Though I usually use cheap plastic Bic lighters, I don't consider them the best pipe lighters for this reason. Bic lighters are probably your best bet because they're so ubiquitous, reliable and cheap. However, most of them lack a flame adjustment, and the flame comes out a bit too strong, which risks charring the briar and forces adjustments to the way you touch the fire to the leafs and draw the flame.
I've never used the Corona Old Boy, but I have one practically identical in style and function. I like the flame, but I find the flint aggravating: the sparking flywheel usually requires far more pressure than a simple thumb flick, the flints wear down quickly (and it's tricky even assessing this), replacing flints is a pain, and flint replacements are shockingly exorbitant (at least in Canada: $5 for a simple little flint!). The flywheel that adjusts the flame length is very nice, but it doesn't make up for its detriments to me. Every so often I'll take it out and try to make a go of it, but it soon ends up a frustrating experience, which defeats the whole point of using lighters as a convenience.
I recently purchased a Xikar Resource Pipe Lighter. (I wanted the Vector Colt but I couldn't find it anywhere I intended to shop, so I settled for the Xikar.) It comes with a built-in tamper/poker/knife tool that's pretty crappy but would do in a pinch if you forget your regular tamper. It has an adjustable flame, but it's not a simple flywheel which makes it a pain to adjust, which is its biggest design drawback. It also won't light in the cold fresh air of a Canadian winter.

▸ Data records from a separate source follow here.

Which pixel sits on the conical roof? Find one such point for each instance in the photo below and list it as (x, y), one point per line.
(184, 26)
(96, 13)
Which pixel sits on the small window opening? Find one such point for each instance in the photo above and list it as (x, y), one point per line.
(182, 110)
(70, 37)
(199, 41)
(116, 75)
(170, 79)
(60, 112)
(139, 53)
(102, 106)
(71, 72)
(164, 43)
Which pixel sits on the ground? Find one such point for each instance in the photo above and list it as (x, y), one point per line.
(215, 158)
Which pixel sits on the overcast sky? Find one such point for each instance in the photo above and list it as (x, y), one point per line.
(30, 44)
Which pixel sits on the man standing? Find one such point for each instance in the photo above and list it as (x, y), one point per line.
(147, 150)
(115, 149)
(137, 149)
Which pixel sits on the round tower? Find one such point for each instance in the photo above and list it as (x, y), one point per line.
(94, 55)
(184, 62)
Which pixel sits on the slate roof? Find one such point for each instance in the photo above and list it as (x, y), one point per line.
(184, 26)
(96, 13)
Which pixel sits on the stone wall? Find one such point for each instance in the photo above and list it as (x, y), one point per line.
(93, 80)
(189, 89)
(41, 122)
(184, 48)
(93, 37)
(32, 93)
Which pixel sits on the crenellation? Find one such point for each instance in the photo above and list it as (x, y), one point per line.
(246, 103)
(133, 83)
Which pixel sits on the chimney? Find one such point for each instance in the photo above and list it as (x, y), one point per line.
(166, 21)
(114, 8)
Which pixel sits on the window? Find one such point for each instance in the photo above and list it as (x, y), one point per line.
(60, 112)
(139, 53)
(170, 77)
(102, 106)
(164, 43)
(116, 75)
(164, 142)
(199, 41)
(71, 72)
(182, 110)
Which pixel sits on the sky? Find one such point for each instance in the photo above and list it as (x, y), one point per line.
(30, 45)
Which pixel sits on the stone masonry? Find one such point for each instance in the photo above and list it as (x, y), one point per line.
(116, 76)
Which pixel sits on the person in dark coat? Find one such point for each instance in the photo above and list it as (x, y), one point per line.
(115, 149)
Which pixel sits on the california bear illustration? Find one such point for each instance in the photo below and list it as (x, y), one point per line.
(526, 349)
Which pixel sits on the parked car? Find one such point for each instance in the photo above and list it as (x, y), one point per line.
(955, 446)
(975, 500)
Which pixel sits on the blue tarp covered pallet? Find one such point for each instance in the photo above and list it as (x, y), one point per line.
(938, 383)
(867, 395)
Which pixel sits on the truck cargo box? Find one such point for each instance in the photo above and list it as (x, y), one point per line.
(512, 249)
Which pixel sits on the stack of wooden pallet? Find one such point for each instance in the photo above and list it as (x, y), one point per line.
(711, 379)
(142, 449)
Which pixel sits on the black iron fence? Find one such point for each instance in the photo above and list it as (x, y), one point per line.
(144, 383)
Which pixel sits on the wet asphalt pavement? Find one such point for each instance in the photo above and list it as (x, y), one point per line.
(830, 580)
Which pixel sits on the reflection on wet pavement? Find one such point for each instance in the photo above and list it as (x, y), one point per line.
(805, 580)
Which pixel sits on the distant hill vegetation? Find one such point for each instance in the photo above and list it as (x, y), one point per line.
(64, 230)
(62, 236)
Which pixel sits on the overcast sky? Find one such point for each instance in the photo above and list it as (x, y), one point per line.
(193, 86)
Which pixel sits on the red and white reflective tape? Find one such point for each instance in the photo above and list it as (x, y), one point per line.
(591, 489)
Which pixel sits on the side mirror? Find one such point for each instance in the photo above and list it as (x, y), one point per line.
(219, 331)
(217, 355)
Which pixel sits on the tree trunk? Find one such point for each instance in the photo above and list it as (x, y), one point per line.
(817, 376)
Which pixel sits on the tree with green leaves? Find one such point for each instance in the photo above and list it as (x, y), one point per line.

Indeed, it's generally a bit temperamental and requires a certain touch to guarantee the spark will catch.
But I definitely favor electric lighters like this over flints like the Old Boy anyday.
After saying all this, matches are still probably the best light, even though it requires two hands and has other inconveniences.
Personally, I like the convenience of a lighter, and even though I haven't yet found the perfect one, the electric one will suffice just fine for me for now.
Whatever you use, though, I agree with Bob -- always use soft flame lighters on your pipes (unless you have mastered the Frank method, grasshopper).
There's nothing quite like tobacco: it's the passion of decent folk, and whoever lives without tobacco doesn't deserve to live.